Он не выбирал ее в сиделки! Десять лет тому назад, когда он в последний раз был премьер-министром, в конце трехчасовой речи, с которой он выступал в палате депутатов против беспощадной оппозиции, он вдруг упал в обморок и, очнувшись, увидел ее подле себя.
Он все еще помнил, как удивился, лежа на запыленном паркете, при виде этой женщины в белом халате, со шприцем в руке, — она была единственной среди взволнованной толпы, чье лицо хранило безмятежное, успокаивающее выражение.
Некоторое время она ежедневно приходила делать ему уколы в особняк на улицу Матиньон, а после падения министерства стала появляться в его холостяцкой квартире на набережной Малакэ.
В ту пору Эберг был всего только небольшим домишком с садом, купленным по случаю, чтобы иногда проводить там кратковременный отпуск. Когда он решил переехать в Эберг окончательно, она, не спрашивая его согласия, заявила:
— Я поеду с вами…
— А если мне не нужна сиделка?
— Вас все равно одного туда не отпустят. Надо, чтобы кто-то ухаживал за вами.
— Кто «не отпустит»?
— Во-первых, профессор Фюмэ…
Более тридцати лет Фюмэ был его врачом и другом.
— …и эти господа…
Он понял ее. Это выражение его позабавило. И с того дня он сам стал так называть те несколько десятков человек — неужели их было так много! — которые управляли страной.
«Эти господа» были не только глава правительства и его министры, Государственный совет, Судебная магистратура, Французский государственный банк и некоторые бессменные должностные лица, но также и Сюрте Женераль — управление безопасности на улице Соссэ, которое зорко наблюдало за тем, чтобы с прославленным государственным деятелем ничего плохого не случилось.
Разве в соседнюю деревушку Бенувиль не прислали двух полицейских агентов, чтобы охранять его? Они устроились в сельской гостинице, а третий жил с женой и детьми в Гавре и приезжал оттуда на велосипеде, когда наступал его черед стоять на сторожевом посту в Эберге.
В эту самую минуту один из них, несмотря на бурю и проливной дождь, когда, казалось, потоки воды обрушиваются на землю одновременно с моря и с неба, наверное, не спускал глаз с его окна, прислонившись к стволу мокрого дерева у калитки.
Вслед за ним переехала в Бенувиль и мадам Бланш. Долгое время он думал, что она либо вдова, либо незамужняя, но желает, чтобы ее величали «мадам» для большего престижа, как многие старые девы, которым приходится зарабатывать на жизнь.
Прошло целых три года, пока наконец он узнал, что у нее есть муж, некий Луи Блэн, он держит книжную лавку в Париже около церкви Сен-Сюльпис и торгует религиозной литературой. Она никогда ему об этом не говорила и довольствовалась тем, что ездила в Париж всего раз в месяц.

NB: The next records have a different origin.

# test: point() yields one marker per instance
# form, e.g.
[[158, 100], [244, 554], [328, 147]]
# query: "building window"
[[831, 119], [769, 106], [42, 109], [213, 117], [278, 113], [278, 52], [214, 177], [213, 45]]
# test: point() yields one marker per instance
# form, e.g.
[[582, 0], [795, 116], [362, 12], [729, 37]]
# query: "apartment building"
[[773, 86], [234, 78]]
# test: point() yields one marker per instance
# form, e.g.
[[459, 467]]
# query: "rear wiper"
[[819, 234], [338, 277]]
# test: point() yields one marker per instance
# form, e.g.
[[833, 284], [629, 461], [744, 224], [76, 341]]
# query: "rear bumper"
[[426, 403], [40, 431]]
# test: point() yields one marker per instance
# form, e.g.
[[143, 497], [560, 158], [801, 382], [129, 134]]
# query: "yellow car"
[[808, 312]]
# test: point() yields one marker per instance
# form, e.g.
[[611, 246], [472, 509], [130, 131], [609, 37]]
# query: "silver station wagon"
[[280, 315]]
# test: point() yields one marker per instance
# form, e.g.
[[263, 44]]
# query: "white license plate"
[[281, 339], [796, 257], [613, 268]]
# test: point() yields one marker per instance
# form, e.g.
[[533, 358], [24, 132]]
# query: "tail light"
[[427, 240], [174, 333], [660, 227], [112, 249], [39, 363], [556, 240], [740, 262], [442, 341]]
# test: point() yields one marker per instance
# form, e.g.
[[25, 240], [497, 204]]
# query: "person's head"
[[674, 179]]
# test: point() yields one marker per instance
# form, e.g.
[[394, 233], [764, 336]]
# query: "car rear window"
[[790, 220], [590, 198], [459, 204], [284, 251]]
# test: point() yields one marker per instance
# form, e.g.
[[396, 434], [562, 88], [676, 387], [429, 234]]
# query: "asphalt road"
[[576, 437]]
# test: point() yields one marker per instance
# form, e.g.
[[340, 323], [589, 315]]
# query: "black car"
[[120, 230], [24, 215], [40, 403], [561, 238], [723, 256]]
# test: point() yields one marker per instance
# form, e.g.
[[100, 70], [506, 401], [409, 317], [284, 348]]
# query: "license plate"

Однажды, когда она, как обычно, с безмятежным челом делала ему необходимые процедуры, он, будучи в скверном настроении, проворчал:
— Признайтесь, вы гордячка! Думаю, вами скорее руководит тщеславие, чем своего рода извращенность… Вы — такая свежая, с самого утра тщательно причесанная, бодрая телом и духом, — входите в комнату к старику, который медленно разлагается. Скажите, кстати, в моей спальне воняет по утрам?
— В ней тот же запах, что и во всех других спальнях.
— Прежде, когда я еще не был стариком, старческий запах был мне отвратителен. А вы делаете вид, что даже не замечаете его, и с удовлетворением говорите себе: «Вот человек, которого я вижу каждое утро раздетым, он старый, некрасивый, полуживой, но вскоре ему поставят памятник или, по крайней мере, назовут его именем улицы во многих городах Франции — ведь он историческая личность…» Как Гамбетта… Как бедный Жорес, я хорошо его знал…
Она ограничилась тем, что спросила:
— А вы не прочь, чтобы вашим именем назвали какой-нибудь проспект?
В самом деле, не потому ли он злился и досадовал на нее, что она видела его во всей его старческой немощи и наготе?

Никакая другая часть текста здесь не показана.